Some of the most effective practice I have seen in multi-academy trusts (MATs) and teaching school alliances focuses on the sequential staging of staff professional development over several years. This works alongside a performance management model and looks at development over time rather than one academic year in isolation.
In these examples, teachers and leaders agree a personal development plan that includes an entitlement to training and opportunities to develop across their school and MATs or teaching school alliances. So this might include examples of where teachers work together as a team of lead practitioners to provide peer support to other classroom teachers or where teams are created across several schools to develop classroom resources and pedagogy strategies.
These experiences blend teaching and leadership development, and whether a young teacher aspires to become a leader or not, this work is a powerful lever to develop individual practice.
Very personal development
A personal development plan should belong to the individual and, even if they leave their trust, they take it with them as evidence of their progress.
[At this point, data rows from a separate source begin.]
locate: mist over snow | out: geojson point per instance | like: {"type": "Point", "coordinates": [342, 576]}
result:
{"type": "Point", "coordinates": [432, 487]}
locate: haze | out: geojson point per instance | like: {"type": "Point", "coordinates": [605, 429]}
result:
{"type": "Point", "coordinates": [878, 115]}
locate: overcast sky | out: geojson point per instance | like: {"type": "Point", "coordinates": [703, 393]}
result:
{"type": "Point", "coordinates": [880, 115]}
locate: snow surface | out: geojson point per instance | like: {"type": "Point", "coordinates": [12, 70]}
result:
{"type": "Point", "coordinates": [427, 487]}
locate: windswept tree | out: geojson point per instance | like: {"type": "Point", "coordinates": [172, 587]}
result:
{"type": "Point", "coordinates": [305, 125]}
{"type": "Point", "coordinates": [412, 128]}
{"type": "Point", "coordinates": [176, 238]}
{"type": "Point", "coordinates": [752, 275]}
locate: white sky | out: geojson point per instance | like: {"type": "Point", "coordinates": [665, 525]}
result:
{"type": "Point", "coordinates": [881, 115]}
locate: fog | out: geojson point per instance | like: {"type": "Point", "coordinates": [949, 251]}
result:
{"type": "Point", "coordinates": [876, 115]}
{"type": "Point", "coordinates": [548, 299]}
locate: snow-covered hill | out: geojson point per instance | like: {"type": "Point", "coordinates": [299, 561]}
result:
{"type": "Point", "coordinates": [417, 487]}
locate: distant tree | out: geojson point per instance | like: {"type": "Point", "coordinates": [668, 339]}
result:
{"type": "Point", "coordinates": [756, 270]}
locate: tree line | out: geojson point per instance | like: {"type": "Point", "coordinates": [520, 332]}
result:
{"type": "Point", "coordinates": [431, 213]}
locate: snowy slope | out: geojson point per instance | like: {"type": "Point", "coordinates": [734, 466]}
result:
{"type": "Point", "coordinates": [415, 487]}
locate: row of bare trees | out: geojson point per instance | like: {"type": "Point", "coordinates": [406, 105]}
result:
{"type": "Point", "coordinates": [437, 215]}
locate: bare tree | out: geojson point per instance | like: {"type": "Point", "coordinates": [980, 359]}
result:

It also acts as an indicator of the type of development they want their new employer to support them with.
Leadership and classroom practice should not be seen as binary
All of this should build upon the first two to three years in a newly qualified teacher’s career, where the best organisations plan the training that develops the skills and confidence for them to become a consistently good teacher. As the education secretary has said, maintaining and strengthening qualified teacher status and initial teacher training is “the foundation stone for the teaching profession to build on”, and helps to ensure that we retain the best and brightest in the key first years.
While we need good and outstanding teachers to carry on doing what they do best - teaching - leadership and classroom practice should not be seen as binary.
I see many fantastic teachers taking leadership decisions in their classrooms every day, and impressive leaders continuing to teach well and develop the confidence of the teachers they lead. This is where the newly announced Teaching and Leadership Innovation Fund comes in: it will support programmes in 12 opportunity areas, as well as other areas of need across the country, as identified by the education secretary. This fund will enable new, high-quality CPD provision to be delivered where it can make the most difference.
Regardless of the career pathway a teacher chooses, our colleagues in schools must feel supported through a career-long culture of embedded learning and development.